Dendritic Janus Nanomotors with Precisely Modulated Coverages and Their Effects on Propulsion.

Asymmetric dual-function Janus micro-/nanoparticles (NPs) that have different surface modifications, structures, or material properties are extremely promising as building blocks in constructing micro-/nanomotors. However, current synthesis strategies make it usually difficult to precisely control the percentages of coverages of Janus micro-/NPs, which hinders in-depth research studies of their effects on the performance of Janus nanomotors. This study demonstrates a versatile approach for fabrication of Janus dendritic porous silica nanomotors with precisely modulated coverages from 0 to 100% by controlling the embedded depth of aminopropyl-modified dendritic porous silica NPs (DPSNs-NH2) with positive charges and subsequently adsorbing the oppositely charged Pt NPs. The diffusion coefficients of DPSNs-NH2 with different coverages of Pt NPs are systematically investigated.
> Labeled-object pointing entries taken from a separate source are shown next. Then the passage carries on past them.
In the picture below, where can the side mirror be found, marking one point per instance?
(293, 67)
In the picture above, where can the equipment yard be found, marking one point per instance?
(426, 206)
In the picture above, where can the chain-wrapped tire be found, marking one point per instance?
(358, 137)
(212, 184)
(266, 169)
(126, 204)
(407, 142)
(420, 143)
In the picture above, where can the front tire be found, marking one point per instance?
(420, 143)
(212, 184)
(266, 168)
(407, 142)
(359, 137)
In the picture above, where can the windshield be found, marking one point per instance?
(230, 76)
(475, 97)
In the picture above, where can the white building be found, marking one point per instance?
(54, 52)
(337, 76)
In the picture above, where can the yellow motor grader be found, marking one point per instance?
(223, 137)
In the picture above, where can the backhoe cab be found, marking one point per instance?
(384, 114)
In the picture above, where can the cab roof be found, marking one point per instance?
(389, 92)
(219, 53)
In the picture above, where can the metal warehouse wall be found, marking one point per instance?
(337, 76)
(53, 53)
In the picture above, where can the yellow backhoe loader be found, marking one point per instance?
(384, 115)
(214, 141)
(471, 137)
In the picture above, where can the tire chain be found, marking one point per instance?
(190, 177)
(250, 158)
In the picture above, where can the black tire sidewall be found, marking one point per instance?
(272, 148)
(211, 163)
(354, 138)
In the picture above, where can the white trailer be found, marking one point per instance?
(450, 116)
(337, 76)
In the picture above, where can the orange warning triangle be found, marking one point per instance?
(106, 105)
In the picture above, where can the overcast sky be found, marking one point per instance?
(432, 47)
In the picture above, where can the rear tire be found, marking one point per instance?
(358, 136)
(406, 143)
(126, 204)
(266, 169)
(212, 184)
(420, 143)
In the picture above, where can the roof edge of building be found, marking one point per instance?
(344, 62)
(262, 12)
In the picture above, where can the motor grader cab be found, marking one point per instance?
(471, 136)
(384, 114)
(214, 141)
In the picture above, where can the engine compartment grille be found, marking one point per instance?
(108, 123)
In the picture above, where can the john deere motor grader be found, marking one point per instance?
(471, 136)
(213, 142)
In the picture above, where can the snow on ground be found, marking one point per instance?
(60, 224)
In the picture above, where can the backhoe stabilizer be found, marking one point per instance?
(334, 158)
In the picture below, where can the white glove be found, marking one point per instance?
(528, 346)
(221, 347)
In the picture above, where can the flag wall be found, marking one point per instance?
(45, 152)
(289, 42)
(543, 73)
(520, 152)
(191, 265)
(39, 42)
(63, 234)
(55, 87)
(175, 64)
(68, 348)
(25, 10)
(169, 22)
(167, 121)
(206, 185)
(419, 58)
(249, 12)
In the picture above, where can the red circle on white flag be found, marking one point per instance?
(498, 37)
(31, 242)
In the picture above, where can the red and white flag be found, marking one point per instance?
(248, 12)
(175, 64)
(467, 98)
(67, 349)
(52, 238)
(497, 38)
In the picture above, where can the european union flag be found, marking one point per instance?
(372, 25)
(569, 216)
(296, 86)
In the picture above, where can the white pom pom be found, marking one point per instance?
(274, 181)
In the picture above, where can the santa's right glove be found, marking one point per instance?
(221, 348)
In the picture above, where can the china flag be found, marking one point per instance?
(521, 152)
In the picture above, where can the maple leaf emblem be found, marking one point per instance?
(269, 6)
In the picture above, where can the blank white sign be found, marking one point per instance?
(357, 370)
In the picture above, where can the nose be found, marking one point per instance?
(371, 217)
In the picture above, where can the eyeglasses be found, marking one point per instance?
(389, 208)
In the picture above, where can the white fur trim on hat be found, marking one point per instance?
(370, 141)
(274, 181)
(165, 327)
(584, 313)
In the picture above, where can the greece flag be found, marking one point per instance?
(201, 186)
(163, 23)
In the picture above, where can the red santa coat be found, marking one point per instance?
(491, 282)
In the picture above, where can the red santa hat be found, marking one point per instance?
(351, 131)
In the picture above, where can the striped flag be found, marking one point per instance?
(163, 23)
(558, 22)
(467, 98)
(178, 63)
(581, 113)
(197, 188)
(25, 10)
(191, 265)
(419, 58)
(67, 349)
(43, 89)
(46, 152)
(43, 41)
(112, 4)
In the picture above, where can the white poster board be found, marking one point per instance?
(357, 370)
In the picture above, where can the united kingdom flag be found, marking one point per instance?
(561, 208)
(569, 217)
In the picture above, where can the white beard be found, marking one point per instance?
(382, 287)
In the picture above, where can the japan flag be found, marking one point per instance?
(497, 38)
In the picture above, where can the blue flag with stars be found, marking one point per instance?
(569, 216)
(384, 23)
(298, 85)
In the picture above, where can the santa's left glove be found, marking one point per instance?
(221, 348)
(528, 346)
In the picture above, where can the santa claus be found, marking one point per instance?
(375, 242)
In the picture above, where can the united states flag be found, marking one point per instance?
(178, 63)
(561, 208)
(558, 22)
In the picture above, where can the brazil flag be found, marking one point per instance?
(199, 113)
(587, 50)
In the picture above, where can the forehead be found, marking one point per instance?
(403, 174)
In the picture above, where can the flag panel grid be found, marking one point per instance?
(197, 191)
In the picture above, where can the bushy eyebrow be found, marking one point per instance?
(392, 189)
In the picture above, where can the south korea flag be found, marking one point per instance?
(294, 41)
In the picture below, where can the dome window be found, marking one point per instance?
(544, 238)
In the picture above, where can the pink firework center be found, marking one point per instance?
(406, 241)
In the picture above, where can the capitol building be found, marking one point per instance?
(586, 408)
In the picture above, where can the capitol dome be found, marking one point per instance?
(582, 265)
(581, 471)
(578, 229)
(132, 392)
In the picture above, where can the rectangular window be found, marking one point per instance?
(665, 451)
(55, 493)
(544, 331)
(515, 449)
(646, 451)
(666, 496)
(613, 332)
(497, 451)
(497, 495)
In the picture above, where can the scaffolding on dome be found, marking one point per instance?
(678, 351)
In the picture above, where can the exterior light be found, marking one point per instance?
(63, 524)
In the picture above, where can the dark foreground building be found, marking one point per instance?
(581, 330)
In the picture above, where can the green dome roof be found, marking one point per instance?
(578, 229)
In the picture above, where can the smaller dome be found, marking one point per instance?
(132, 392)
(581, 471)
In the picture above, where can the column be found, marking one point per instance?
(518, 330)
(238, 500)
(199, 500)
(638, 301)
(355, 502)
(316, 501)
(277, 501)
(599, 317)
The propulsion can be enhanced by the improvement of catalytic activity of DPSNs, and half-coated DPSNs-NH2 exhibit highest propulsion among DPSNs-NH2 with other coverages. More importantly, compared with solid silica nanospheres, the initial increase of the coverage of DPSNs-NH2 makes more enhancements to the motion performance, which can be used to optimize the relations between the propulsion velocity and loading efficiency of bovine serum albumin. This work paves the way to fabricate tunable multifunctional Janus micro-/nanomotors for future advanced devices.